This announcement enabled natural gas prices to come back down after a sharp jump the previous day. On Monday, the Dutch TTF futures contract, Europe’s main benchmark, reached its highest level of the year at 38.70 euros per megawatt-hour (MWh). A price spike fueled by concerns over the closure of the crucial Langeled gas artery, following the detection of a crack in a pipe on the Sleipner Riser platform on Sunday.
Repairs under close surveillance
According to Randi Viksund, Gassco’s Communications Manager, repair work on the crack detected on Sleipner Riser is progressing well.
“Based on current knowledge, the Langeled pipeline should be back in service by Friday,” she said.
These words were eagerly awaited by European markets which have been extremely dependent on Norwegian natural gas imports since the start of the conflict in Ukraine.
Lower prices in response to progress in repairs
Indeed, it was the prospect of such a return to normality that calmed bullish ardor on Tuesday. At around 13:45 GMT, the TTF futures contract was down 3.91% at 34.65 euros per MWh, erasing part of the previous day’s jump. Further proof of Norway’s strategic importance to Europe’s energy supply.

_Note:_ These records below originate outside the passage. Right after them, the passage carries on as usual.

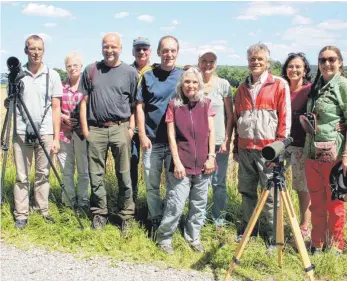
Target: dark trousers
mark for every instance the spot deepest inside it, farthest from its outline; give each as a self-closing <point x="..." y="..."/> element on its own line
<point x="135" y="158"/>
<point x="99" y="140"/>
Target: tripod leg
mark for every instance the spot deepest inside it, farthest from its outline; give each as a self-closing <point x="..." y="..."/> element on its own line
<point x="5" y="139"/>
<point x="308" y="267"/>
<point x="37" y="133"/>
<point x="280" y="232"/>
<point x="240" y="248"/>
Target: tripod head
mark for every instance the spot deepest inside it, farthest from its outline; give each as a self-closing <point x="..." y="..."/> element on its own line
<point x="15" y="68"/>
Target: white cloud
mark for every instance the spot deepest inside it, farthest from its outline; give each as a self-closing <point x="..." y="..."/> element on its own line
<point x="219" y="42"/>
<point x="42" y="10"/>
<point x="102" y="34"/>
<point x="333" y="24"/>
<point x="234" y="56"/>
<point x="168" y="28"/>
<point x="280" y="51"/>
<point x="50" y="24"/>
<point x="309" y="36"/>
<point x="45" y="37"/>
<point x="262" y="9"/>
<point x="121" y="15"/>
<point x="298" y="19"/>
<point x="146" y="18"/>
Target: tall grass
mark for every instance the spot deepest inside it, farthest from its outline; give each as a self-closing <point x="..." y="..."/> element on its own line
<point x="135" y="246"/>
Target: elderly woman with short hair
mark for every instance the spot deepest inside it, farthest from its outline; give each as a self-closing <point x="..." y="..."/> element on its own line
<point x="73" y="146"/>
<point x="192" y="144"/>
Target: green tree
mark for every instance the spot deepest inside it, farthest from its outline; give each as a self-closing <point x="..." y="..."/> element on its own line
<point x="275" y="67"/>
<point x="233" y="74"/>
<point x="63" y="74"/>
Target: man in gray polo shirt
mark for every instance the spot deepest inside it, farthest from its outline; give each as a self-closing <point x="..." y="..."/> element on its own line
<point x="107" y="120"/>
<point x="142" y="53"/>
<point x="41" y="94"/>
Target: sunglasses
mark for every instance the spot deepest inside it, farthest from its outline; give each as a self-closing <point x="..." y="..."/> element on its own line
<point x="141" y="48"/>
<point x="329" y="59"/>
<point x="297" y="54"/>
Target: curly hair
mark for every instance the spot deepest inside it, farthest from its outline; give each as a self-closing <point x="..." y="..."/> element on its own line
<point x="307" y="67"/>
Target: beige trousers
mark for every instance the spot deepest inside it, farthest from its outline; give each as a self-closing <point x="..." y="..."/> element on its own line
<point x="23" y="154"/>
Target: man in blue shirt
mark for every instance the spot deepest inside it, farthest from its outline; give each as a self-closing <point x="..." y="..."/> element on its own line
<point x="156" y="87"/>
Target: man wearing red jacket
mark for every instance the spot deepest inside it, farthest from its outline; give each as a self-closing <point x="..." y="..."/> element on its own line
<point x="263" y="114"/>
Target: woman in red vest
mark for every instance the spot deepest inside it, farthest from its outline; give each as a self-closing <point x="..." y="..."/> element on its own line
<point x="192" y="144"/>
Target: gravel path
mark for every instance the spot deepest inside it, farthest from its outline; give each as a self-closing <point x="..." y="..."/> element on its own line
<point x="35" y="264"/>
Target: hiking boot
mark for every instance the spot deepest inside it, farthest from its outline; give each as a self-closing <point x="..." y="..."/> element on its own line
<point x="198" y="248"/>
<point x="316" y="251"/>
<point x="167" y="248"/>
<point x="99" y="221"/>
<point x="48" y="219"/>
<point x="154" y="228"/>
<point x="125" y="227"/>
<point x="20" y="224"/>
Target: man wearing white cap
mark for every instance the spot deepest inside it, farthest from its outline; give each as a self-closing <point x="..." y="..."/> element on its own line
<point x="220" y="93"/>
<point x="156" y="87"/>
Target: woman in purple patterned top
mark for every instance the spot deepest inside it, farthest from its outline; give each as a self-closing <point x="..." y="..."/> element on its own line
<point x="73" y="146"/>
<point x="296" y="70"/>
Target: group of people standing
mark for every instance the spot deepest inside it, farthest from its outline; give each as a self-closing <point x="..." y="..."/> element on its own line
<point x="182" y="119"/>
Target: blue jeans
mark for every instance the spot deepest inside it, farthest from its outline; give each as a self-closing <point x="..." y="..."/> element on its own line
<point x="179" y="190"/>
<point x="153" y="159"/>
<point x="219" y="188"/>
<point x="134" y="162"/>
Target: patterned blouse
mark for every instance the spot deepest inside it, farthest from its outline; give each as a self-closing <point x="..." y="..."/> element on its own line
<point x="69" y="102"/>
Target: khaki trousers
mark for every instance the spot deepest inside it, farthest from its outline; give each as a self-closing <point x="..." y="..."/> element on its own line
<point x="23" y="154"/>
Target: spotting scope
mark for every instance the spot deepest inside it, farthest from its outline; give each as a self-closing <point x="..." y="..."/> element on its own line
<point x="273" y="150"/>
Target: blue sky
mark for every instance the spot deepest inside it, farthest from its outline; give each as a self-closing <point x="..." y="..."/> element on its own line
<point x="227" y="27"/>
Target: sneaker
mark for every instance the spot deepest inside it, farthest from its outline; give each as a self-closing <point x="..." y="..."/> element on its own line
<point x="239" y="238"/>
<point x="20" y="224"/>
<point x="48" y="219"/>
<point x="99" y="221"/>
<point x="306" y="233"/>
<point x="198" y="248"/>
<point x="167" y="248"/>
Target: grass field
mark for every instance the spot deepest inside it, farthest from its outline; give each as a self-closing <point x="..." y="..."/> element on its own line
<point x="136" y="247"/>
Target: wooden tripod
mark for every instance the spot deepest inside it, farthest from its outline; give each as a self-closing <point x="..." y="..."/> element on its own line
<point x="284" y="199"/>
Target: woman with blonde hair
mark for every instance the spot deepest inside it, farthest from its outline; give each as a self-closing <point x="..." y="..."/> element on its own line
<point x="73" y="146"/>
<point x="189" y="119"/>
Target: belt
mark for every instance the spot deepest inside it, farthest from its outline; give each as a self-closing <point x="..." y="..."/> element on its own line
<point x="108" y="124"/>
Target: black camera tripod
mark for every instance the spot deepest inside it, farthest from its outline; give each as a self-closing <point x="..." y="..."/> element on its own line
<point x="277" y="183"/>
<point x="15" y="91"/>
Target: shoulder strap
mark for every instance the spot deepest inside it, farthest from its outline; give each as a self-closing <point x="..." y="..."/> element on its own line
<point x="46" y="97"/>
<point x="91" y="76"/>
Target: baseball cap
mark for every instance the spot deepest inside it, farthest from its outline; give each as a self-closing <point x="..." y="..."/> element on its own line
<point x="207" y="51"/>
<point x="141" y="41"/>
<point x="338" y="182"/>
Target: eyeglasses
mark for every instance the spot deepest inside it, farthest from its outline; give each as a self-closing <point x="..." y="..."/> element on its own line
<point x="141" y="48"/>
<point x="70" y="66"/>
<point x="329" y="59"/>
<point x="297" y="54"/>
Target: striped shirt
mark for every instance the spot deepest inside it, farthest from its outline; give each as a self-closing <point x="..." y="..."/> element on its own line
<point x="69" y="102"/>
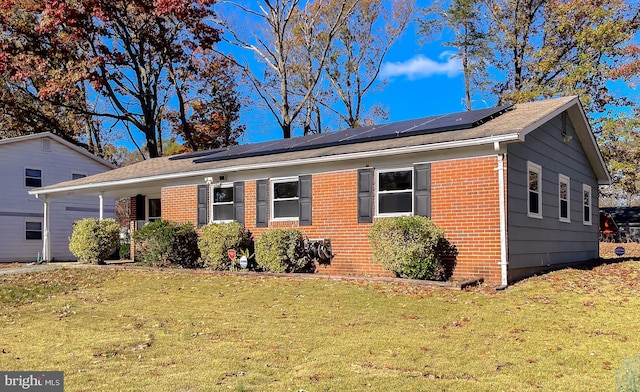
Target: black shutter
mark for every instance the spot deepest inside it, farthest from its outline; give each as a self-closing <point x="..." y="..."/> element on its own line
<point x="202" y="204"/>
<point x="140" y="207"/>
<point x="422" y="190"/>
<point x="238" y="201"/>
<point x="365" y="195"/>
<point x="261" y="203"/>
<point x="304" y="198"/>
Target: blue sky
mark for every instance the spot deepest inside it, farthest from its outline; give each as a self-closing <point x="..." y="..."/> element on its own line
<point x="421" y="80"/>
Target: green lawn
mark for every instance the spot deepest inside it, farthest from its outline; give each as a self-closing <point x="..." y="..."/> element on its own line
<point x="139" y="330"/>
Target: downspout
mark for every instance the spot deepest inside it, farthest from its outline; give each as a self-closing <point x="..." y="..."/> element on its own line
<point x="46" y="246"/>
<point x="101" y="199"/>
<point x="503" y="217"/>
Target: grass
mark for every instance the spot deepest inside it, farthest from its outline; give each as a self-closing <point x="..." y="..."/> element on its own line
<point x="144" y="330"/>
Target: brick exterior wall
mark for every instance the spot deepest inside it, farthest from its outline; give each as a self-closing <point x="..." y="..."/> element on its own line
<point x="464" y="202"/>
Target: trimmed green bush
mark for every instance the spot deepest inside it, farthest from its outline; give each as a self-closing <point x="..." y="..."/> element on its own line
<point x="162" y="243"/>
<point x="93" y="240"/>
<point x="409" y="246"/>
<point x="282" y="250"/>
<point x="217" y="238"/>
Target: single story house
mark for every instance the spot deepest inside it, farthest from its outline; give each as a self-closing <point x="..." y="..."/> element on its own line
<point x="32" y="162"/>
<point x="626" y="222"/>
<point x="515" y="188"/>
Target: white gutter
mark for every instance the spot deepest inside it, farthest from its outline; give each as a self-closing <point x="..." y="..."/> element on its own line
<point x="296" y="162"/>
<point x="504" y="262"/>
<point x="46" y="241"/>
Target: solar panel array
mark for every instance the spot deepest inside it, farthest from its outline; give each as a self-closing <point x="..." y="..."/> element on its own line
<point x="427" y="125"/>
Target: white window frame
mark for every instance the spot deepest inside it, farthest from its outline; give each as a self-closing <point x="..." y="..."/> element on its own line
<point x="533" y="167"/>
<point x="25" y="177"/>
<point x="379" y="192"/>
<point x="586" y="188"/>
<point x="41" y="231"/>
<point x="214" y="203"/>
<point x="562" y="179"/>
<point x="149" y="217"/>
<point x="273" y="200"/>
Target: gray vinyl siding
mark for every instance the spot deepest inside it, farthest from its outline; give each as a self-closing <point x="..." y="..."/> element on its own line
<point x="542" y="242"/>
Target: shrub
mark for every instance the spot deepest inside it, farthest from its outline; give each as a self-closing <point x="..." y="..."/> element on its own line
<point x="218" y="238"/>
<point x="282" y="250"/>
<point x="162" y="243"/>
<point x="408" y="246"/>
<point x="93" y="240"/>
<point x="628" y="376"/>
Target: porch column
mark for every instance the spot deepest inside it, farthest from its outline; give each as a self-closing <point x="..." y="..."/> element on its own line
<point x="46" y="239"/>
<point x="101" y="198"/>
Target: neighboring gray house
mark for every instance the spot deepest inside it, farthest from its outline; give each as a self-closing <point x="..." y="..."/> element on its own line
<point x="34" y="161"/>
<point x="515" y="188"/>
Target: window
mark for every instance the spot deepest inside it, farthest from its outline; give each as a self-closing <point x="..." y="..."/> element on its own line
<point x="222" y="203"/>
<point x="586" y="204"/>
<point x="155" y="210"/>
<point x="33" y="178"/>
<point x="395" y="192"/>
<point x="285" y="198"/>
<point x="534" y="195"/>
<point x="564" y="195"/>
<point x="34" y="230"/>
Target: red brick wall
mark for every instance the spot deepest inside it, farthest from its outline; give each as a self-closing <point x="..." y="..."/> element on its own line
<point x="180" y="204"/>
<point x="465" y="205"/>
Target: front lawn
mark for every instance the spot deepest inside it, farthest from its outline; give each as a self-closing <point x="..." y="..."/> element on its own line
<point x="114" y="329"/>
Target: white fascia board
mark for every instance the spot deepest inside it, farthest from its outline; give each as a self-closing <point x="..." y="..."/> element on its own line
<point x="296" y="162"/>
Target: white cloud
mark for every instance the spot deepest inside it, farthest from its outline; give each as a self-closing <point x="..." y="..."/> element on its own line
<point x="421" y="66"/>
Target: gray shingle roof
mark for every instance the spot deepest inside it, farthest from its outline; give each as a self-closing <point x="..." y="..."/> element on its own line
<point x="512" y="125"/>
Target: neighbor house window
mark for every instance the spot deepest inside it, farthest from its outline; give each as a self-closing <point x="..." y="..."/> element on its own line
<point x="33" y="178"/>
<point x="586" y="204"/>
<point x="534" y="195"/>
<point x="155" y="210"/>
<point x="285" y="200"/>
<point x="564" y="195"/>
<point x="34" y="230"/>
<point x="395" y="192"/>
<point x="222" y="203"/>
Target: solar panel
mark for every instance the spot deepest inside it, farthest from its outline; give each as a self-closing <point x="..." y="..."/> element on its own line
<point x="422" y="126"/>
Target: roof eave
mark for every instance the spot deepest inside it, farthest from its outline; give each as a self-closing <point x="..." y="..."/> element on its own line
<point x="491" y="140"/>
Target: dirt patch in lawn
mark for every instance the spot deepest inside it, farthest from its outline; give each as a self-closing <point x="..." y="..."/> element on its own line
<point x="607" y="250"/>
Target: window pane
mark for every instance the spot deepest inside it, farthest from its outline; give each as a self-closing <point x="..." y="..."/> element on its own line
<point x="34" y="231"/>
<point x="533" y="181"/>
<point x="33" y="182"/>
<point x="33" y="173"/>
<point x="285" y="209"/>
<point x="533" y="203"/>
<point x="390" y="203"/>
<point x="223" y="195"/>
<point x="395" y="181"/>
<point x="285" y="190"/>
<point x="155" y="209"/>
<point x="223" y="212"/>
<point x="563" y="190"/>
<point x="564" y="211"/>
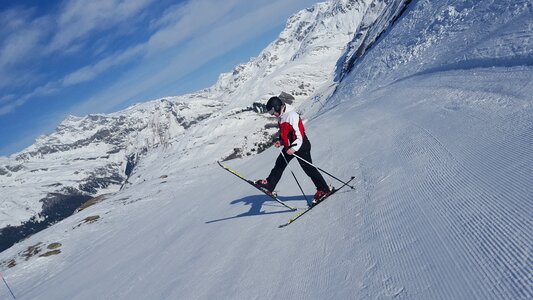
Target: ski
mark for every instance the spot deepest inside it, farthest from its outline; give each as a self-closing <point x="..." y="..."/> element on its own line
<point x="333" y="191"/>
<point x="252" y="183"/>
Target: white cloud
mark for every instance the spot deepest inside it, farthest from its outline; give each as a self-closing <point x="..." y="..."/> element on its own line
<point x="90" y="72"/>
<point x="199" y="50"/>
<point x="79" y="18"/>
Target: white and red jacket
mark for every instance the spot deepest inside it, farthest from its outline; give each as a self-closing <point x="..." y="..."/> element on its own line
<point x="291" y="127"/>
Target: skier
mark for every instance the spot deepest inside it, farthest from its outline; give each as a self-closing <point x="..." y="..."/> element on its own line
<point x="294" y="140"/>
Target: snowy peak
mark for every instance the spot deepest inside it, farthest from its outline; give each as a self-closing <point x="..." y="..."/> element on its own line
<point x="301" y="58"/>
<point x="97" y="154"/>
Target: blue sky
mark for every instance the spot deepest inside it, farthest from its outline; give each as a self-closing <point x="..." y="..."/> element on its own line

Norway, a key supplier in the face of geopolitical tensions
In the tense context created by the war in Ukraine, Norway has become a key player in Europe’s energy supply. At a time when the Old Continent is seeking to reduce its dependence on Russian hydrocarbons, the slightest disruption to a major supplier such as Norway has a major impact on the volatility of natural gas prices. The Scandinavian country saw its gas exports to Europe jump by 8.3% year-on-year in the first quarter of 2023, according to Statistics Norway. This increase is valuable for European countries, but also increases their vulnerability in the event of an incident affecting this crucial source of supply.
Focus on full recovery
This is why the speed of repairs on Langeled and its rapid return to normal operation will be closely scrutinized by European markets. Any prolonged disruption of this transit corridor could quickly give rise to new risks of pressure on prices, with all the repercussions this would entail for consumers and economic activity.
The energy crisis triggered by the Russian invasion shows once again just how important a secure supply of energy is, even for well-supplied regions such as Western Europe.